Analysis of the thresholds for transcriptional activation by the yeast MAP kinases Fus3 and Kss1

• Published in: Molecular biology of the cell Vol. 29; no. 5; pp. 669 - 682
• Main Authors: Winters, Matthew J, Pryciak, Peter M
• Format: Journal Article
• Language: English
• Published: United States The American Society for Cell Biology 01.03.2018
• Series: A Highlights from
• Subjects: Gene Expression Regulation, Fungal; MAP Kinase Signaling System; Mating Factor - metabolism; Mitogen-Activated Protein Kinases - genetics; Mitogen-Activated Protein Kinases - metabolism; Phosphorylation; Saccharomyces cerevisiae - metabolism; Saccharomyces cerevisiae Proteins - genetics; Saccharomyces cerevisiae Proteins - metabolism; Transcriptional Activation
• ISSN: 1059-1524; 1939-4586
• DOI: 10.1091/mbc.E17-10-0578

Signaling in the pheromone response pathway of budding yeast activates two distinct MAP kinases (MAPKs), Fus3 and Kss1. Either MAPK alone can mediate pheromone-induced transcription, but it has been unclear to what degree each one contributes to transcriptional output in wild-type cells. Here, we report that transcription reflects the ratio of active to inactive MAPK, and not simply the level of active MAPK. For Kss1 the majority of MAPK molecules must be converted to the active form, whereas for Fus3 only a small minority must be activated. These different activation thresholds reflect two opposing effects of each MAPK, in which the inactive forms inhibit transcription, whereas the active forms promote transcription.
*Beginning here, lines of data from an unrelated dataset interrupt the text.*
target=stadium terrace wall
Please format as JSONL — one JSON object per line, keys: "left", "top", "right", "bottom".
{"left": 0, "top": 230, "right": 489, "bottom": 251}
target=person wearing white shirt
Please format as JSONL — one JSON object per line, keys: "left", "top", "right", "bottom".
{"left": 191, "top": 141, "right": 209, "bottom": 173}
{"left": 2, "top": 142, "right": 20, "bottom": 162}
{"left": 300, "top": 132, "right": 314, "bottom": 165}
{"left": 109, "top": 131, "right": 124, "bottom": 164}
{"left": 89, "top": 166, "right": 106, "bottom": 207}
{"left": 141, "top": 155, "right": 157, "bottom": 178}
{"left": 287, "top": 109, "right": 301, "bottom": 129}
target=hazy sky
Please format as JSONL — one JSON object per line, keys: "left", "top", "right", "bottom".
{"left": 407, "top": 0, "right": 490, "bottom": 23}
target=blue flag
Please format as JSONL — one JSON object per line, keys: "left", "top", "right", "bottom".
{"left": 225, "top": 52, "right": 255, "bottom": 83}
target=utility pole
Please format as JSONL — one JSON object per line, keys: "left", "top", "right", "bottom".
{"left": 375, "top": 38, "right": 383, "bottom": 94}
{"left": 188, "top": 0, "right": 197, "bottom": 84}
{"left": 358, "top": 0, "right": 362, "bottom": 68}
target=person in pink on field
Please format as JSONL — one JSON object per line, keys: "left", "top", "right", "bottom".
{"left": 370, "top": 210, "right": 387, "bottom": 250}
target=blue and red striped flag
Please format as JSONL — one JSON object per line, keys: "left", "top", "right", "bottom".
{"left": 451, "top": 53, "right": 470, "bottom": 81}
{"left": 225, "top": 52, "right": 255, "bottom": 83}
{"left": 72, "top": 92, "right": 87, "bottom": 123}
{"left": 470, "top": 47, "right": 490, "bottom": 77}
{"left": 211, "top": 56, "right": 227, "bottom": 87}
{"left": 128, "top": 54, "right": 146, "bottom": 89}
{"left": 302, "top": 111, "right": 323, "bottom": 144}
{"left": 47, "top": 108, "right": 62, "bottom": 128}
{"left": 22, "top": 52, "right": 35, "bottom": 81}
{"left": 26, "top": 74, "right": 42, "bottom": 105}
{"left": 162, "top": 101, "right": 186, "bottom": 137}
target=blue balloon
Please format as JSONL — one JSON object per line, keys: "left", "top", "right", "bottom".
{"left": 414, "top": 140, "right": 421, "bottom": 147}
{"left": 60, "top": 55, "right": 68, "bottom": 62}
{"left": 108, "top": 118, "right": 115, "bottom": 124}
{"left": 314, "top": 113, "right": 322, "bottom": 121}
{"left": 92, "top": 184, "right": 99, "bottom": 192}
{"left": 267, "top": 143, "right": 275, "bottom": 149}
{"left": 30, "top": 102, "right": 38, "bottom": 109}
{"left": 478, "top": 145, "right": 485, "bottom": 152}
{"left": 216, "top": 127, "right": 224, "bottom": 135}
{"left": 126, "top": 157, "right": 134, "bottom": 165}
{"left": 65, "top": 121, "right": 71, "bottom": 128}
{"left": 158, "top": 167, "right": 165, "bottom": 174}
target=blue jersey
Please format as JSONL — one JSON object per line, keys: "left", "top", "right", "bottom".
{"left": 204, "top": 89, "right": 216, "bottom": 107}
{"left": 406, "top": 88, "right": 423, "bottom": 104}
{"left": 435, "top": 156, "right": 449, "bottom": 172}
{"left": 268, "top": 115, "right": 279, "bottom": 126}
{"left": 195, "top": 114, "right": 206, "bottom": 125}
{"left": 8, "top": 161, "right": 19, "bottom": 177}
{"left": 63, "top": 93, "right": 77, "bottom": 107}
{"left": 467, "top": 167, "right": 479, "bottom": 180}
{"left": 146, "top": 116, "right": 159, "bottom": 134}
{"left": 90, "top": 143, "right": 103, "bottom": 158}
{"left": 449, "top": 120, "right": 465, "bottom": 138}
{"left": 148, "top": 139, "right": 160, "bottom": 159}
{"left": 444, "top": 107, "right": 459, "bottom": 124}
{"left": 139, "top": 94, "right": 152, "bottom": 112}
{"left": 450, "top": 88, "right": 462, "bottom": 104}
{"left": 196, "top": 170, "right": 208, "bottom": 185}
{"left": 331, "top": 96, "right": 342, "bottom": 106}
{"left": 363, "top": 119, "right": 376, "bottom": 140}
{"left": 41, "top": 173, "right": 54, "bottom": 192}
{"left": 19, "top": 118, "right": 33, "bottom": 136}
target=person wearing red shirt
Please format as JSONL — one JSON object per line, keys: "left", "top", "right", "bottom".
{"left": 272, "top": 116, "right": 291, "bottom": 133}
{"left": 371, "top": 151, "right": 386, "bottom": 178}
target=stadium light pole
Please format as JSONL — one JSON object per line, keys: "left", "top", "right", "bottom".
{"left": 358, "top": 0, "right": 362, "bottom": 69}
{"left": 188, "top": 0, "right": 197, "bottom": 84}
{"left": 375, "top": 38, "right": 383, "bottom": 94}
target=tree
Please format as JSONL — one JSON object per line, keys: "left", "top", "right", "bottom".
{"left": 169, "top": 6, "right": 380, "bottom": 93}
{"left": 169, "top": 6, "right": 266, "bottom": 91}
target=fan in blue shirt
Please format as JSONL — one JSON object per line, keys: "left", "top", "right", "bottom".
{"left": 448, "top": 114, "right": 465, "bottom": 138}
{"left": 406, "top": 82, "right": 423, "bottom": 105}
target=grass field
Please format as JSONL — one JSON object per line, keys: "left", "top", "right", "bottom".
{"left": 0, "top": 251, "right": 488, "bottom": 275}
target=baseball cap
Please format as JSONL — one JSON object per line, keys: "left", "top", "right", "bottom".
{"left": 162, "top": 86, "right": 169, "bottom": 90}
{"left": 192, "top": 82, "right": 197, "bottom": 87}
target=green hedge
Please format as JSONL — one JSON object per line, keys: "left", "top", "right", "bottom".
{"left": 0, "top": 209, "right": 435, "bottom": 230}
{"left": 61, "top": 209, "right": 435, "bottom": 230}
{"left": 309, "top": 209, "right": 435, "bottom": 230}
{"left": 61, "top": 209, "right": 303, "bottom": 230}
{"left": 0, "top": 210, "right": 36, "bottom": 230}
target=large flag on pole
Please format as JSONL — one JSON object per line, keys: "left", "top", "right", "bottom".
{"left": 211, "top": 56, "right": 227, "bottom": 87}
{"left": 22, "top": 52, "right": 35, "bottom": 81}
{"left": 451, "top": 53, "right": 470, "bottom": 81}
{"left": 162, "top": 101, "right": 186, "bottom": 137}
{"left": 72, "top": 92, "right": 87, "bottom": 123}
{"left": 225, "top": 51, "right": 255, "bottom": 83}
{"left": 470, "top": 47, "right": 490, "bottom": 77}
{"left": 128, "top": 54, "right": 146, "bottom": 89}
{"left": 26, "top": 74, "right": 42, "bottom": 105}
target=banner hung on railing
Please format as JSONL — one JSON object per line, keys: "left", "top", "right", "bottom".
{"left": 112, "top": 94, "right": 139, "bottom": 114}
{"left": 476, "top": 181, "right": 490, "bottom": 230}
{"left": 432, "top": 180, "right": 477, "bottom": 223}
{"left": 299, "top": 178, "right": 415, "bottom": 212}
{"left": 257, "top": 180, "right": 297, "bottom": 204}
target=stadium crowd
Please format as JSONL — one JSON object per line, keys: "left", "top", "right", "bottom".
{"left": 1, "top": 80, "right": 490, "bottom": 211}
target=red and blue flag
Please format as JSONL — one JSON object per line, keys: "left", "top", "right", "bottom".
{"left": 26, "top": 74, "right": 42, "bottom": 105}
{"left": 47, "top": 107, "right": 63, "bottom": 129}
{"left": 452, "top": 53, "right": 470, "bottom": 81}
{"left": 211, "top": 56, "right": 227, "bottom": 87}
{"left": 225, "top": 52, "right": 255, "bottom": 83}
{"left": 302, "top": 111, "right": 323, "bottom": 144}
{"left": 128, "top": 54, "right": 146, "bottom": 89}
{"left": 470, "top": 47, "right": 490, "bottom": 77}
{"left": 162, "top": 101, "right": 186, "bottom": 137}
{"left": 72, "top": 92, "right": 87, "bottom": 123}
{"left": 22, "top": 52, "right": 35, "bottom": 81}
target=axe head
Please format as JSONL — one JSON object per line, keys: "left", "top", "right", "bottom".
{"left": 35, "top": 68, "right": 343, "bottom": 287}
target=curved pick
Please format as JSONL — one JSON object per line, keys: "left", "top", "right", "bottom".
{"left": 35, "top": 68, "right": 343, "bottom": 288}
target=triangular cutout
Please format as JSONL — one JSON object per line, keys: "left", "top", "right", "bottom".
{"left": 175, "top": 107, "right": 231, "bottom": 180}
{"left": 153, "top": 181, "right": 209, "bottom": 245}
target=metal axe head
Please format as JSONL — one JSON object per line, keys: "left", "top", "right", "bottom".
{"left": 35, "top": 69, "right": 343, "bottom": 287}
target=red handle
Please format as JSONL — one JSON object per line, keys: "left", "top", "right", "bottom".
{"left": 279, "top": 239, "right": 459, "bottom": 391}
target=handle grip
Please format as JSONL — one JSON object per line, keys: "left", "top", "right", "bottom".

Moreover, negative feedback from Fus3 limits activation of Kss1 so that it does not meet its required threshold in wild-type cells but does so only when hyperactivated in cells lacking Fus3. The results suggest that the normal transcriptional response involves asymmetric contributions from the two MAPKs, in which pheromone signaling reduces the negative effect of Kss1 while increasing the positive effect of Fus3. These findings reveal new functional distinctions between these MAPKs, and help illuminate how inhibitory functions shape positive pathway outputs in both pheromone and filamentation pathways.